Tipou colla son nez sur la surface glacée du verre. De l’autre côté, le mur de droite disparaissait presque derrière un tableau noir encore taché de craie verte et rouge. Un bureau en hêtre trônait juste dessous, sur une estrade. Des traces de griffes en parsemaient le plateau, témoignage de longues années de service. Sur la gauche, des chaises multicolores aux formes variées se tenaient de ci, de là sur la moquette bleu ciel. Sur le mur opposé à lui, entre deux fenêtres, Tipou aperçut une affiche et il frissonna. Elle représentait le cauchemar de son peuple, la créature la plus vile que la terre ait connue à ce jour. Une terreur échappée de sa prison de haute sécurité. En lettres rouges et capitales, l’affiche demandait à toute personne ayant vu, aperçu, entraperçu, entendu, entendu parler ou même imaginé le moindre indice sur cette meutrière, d’en avertir au plus vite les autorités compétentes. Au-dessus de ces mots figurait une poupée.
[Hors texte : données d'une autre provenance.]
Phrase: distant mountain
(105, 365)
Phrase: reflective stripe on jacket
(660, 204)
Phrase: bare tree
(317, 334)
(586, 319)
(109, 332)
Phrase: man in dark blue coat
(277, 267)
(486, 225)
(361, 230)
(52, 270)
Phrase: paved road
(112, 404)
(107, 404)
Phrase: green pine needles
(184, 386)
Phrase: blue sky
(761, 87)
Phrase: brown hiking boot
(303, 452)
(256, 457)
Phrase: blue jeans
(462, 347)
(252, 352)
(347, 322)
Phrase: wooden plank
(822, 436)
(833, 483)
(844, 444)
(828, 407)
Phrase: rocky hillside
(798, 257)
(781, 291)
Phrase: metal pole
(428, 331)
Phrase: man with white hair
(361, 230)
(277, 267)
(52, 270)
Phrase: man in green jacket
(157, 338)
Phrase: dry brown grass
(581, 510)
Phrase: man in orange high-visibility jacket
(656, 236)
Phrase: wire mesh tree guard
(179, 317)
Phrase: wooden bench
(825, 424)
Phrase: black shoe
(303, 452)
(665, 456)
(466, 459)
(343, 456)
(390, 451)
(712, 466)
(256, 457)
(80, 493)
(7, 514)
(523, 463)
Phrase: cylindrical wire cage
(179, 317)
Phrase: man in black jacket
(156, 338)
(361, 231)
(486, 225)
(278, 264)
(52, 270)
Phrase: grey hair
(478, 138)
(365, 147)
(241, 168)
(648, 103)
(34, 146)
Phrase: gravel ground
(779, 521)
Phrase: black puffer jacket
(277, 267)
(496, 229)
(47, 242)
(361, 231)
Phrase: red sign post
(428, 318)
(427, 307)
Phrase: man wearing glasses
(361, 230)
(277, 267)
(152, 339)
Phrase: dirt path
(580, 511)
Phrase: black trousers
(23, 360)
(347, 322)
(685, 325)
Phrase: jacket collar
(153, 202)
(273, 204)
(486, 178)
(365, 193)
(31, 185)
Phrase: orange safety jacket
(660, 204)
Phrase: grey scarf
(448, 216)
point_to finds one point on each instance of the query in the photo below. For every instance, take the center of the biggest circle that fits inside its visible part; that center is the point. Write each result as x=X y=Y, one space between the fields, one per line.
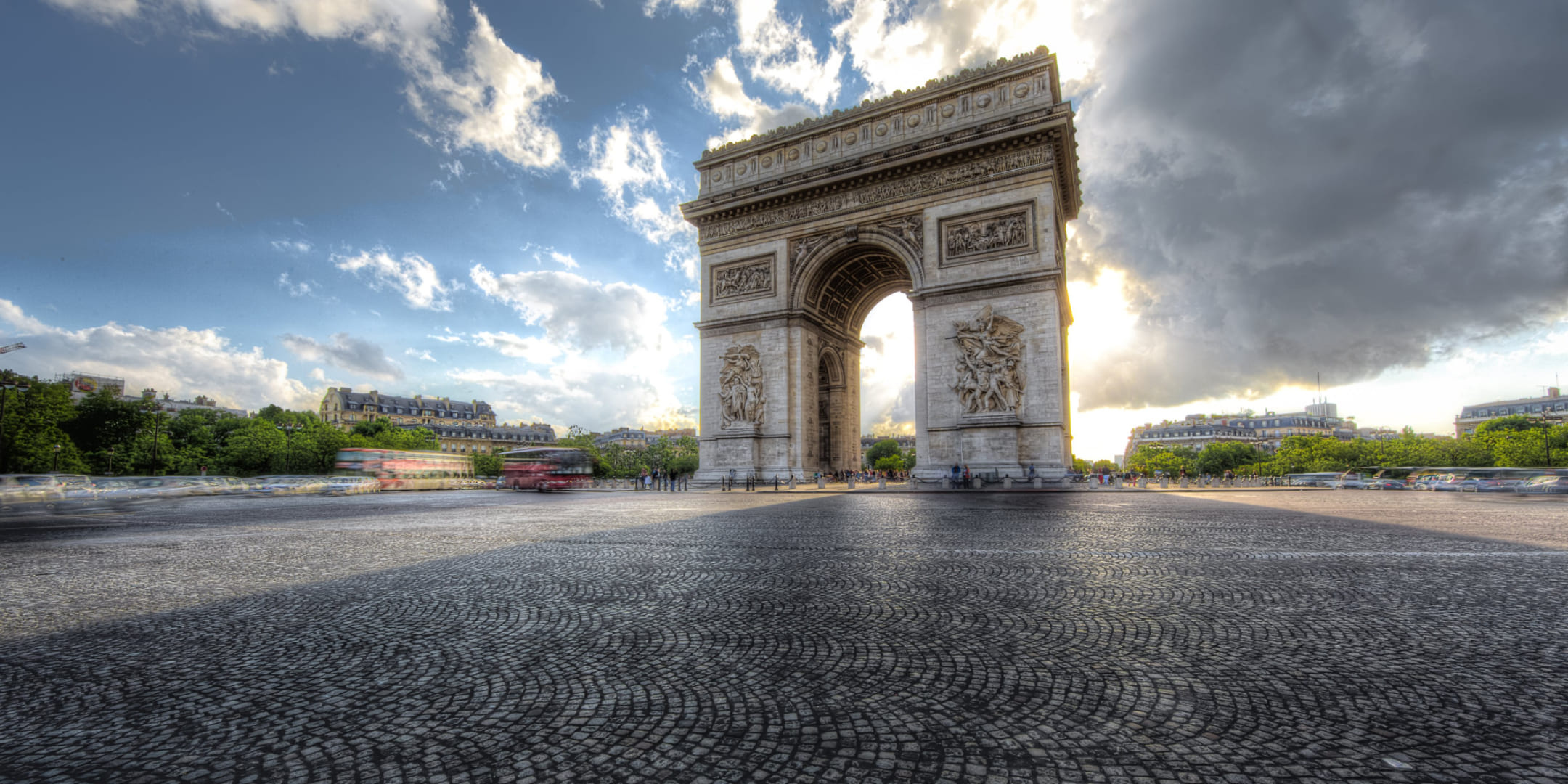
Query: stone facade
x=957 y=195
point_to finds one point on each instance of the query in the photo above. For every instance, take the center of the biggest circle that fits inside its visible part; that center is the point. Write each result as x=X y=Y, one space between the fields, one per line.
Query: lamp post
x=158 y=420
x=5 y=444
x=289 y=432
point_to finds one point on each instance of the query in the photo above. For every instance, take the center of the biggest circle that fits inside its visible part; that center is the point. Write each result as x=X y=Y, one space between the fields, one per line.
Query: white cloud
x=689 y=7
x=105 y=12
x=596 y=399
x=297 y=289
x=346 y=351
x=493 y=102
x=902 y=44
x=295 y=247
x=781 y=55
x=579 y=312
x=412 y=277
x=535 y=350
x=176 y=359
x=628 y=162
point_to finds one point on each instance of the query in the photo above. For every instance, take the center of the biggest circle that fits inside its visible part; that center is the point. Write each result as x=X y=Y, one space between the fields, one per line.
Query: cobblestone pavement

Une poupée hideuse, avec le bras droit arraché, une robe trouée et partiellement brûlée, un chapeau aux bords rognés, une couette défaite, l’autre manquante, un pied à moitié détaché de la jambe. Ses yeux eux aussi avaient subi une terrible mutilation : il n’en restait que deux cratères sombres et inquiétants. A une époque lointaine, pourtant, son corps de chiffon se couvrait d’une mignonne petite robe estivale, blanche à fleurs jaunes, par-dessus un maillot vert pomme. Elle portait de petites chaussettes blanches, dans de petites sandales saumon. Un large chapeau jaune en feutre, orné d’une petite fleur rose, masquait en partie ses cheveux orange qui pendaient en deux petites couettes de chaque côté de son petit minois souriant. C’était une adorable poupée, dans des temps anciens. Plus maintenant. Au-dessus d’elle, il était écrit : « La CRIMINELLE BAPTISEE L’AVEUGLE S’EST ECHAPPEE ».

 

Une voix profonde, asexuée, s’éleva dans le dos de Tipou :

— Tu t’es perdu ?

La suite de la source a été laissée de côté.